İsmail Hakkı Özsarı
Nefes almak bayramdır mesela; günün birinde soluksuz kalınca anlar insan…
Görmenin nasıl bir bayram olduğunu karanlık öğretir; sevmeninkini yalnızlık…
Sızlamayan her organ, hele de burun direği bayramdır.
Bayramdır, elden ayaktan düşmemek, zihinden önce bedeni kaybetmemek, kurda kuşa yem olmayıp “çok şükür bugünü de gördük” diyebilmek…
Sevdiklerinle geçen her gün bayramdır.
Yoğun bakımda sancılı geceyi ya da kangren olmuş bir ilişkiyi bitirmek de öyle…
En acıktığın anda dumanı tüten bir somunun köşesini bölmek, korktuğunda güvendiğine sarılabilmek, dara düştüğünde dost kapısını çalabilmek bayramdır.

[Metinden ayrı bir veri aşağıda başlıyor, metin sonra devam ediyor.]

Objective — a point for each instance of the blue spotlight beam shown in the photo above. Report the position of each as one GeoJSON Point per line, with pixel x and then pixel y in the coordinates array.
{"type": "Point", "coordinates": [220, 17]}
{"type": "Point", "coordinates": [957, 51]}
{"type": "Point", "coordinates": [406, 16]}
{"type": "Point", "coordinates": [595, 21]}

Bir sürpriz paketinden çıkan hediye, tatlı bir şekerlemede üstüne serilen battaniye, saçlarını müşfik bir sevgiyle okşayan anne bayramdır.
“Ona güvenmiştim, yanılmamışım” sözü bayramdır. Hiç aldatmamış, aldanmamış olmak bayramdır…
Yeni eve asılan basma perdeler, alın teriyle kazanılmış ilk rızkın konduğu çerçeveler, yüklü bir borcun son taksiti ödenirken sıkılan eller bayramdır.
Evde yalnızlığı noktalayan insan nefesi, akşam kapıda karşılayan yavuklu busesi, sevdalı bir elin tende gezmesi, nice adağın ardından çınlayan çocuk sesi bayramdır.
Alnı açık yaşlanmak bayramdır; ulu bir çınar gibi ayakta ölebilmektir bayram…
Bunların kadrini bilirseniz, kıymet bilmeyi öğrenirseniz her gününüz bayram olur.
Meraklanmayın, öyledir diye size deli demezler. Deseler de böyle delilik, bayram artığı günlerdeki nankör akıllılıktan evladır.
Her gününüz bayram olsun..!
YAŞAMIN YANKISI
Vaktiyle orman köylerinden birinde ana baba ve oğul beraber yaşarlarmış. Günün birinde baba ve oğul dağa doğru yola çıkmışlar. Yürürlerken çocuğun ayağına taş takılmış. Çocuk da “aaah” diye bağırmış.
Birkaç saniye sonra karşı dağdan “aaahhh” diye bir ses gelmiş.
Daha önce böyle bir durumla karşılaşmayan çocuk “sen kimsin” diye bağırmış.
Cevap gelmekte gecikmemiş: “sen kimsin”
Sinirlenen çocuk bu sefer de “sen bir korkaksın” diye bağırmış. Dağdan yine “sen bir korkaksın” yanıtını almış.
Tüm bu olup bitenlere bir anlam veremeyen çocuk, neler olduğunu babasına sormuş.
Babası gülümseyerek “şimdi dikkatlice beni izle oğlum” demiş.
Karşı dağlara dönerek “seni seviyorum” diye seslenmiş. Karşı dağlardan gelen ses: “seni seviyorum” olmuş. Baba: “sana hayranım”; dağdan gelen ses: “sana hayranım”. Baba: “sen harikasın”; dağdan gelen ses: “sen harikasın” olmuş.
Çocuğun şaşkınlığının arttığını gören baba durumu açıklamış. “Oğlum bak bu olanlar YANKI adını verdiğimiz bir doğa olayıdır. Ama hayatı çok iyi anlatır. Yaşamdan ne istiyorsan önce sen vermelisin. Verdiklerin, aldıkların olacaktır. Tatlı sözler, tatlı yankılar oluşturur. Sevilmek istersen önce sen sevmelisin. Saygı görmek istersen önce sen saygı göstermelisin. Önemsenmek istersen önce sen önemsemelisin. Dinlenilmek istersen önce sen dinleyeceksin. Anlayış görmek istiyorsan önce sen anlayış göstereceksin. Kısacası hayatta ne ile karşılaşmak istiyorsan, yankısını oluşturabilmek için bunu ona sen yapmalısın.”
Sevgili okurlarım, bakın Hz. Mevlana söylemlerinde bu konuyu ne güzel dile getirmiş:
“Ey yiğit! Yazgıya bahane bulma / Yükleme kendi suçunu başkasına / Suçunu gör dönüp etrafında kendini / Kendindendir, gölgenden değil çektiklerin
Ne yaptın da sana dönüşünü görmedin / Ne ektin de ektiğini biçmedin / Eylemlerin ruhundan ve bedeninden doğar / Çocuğun gibi sonra gelir eteğinden tutar.”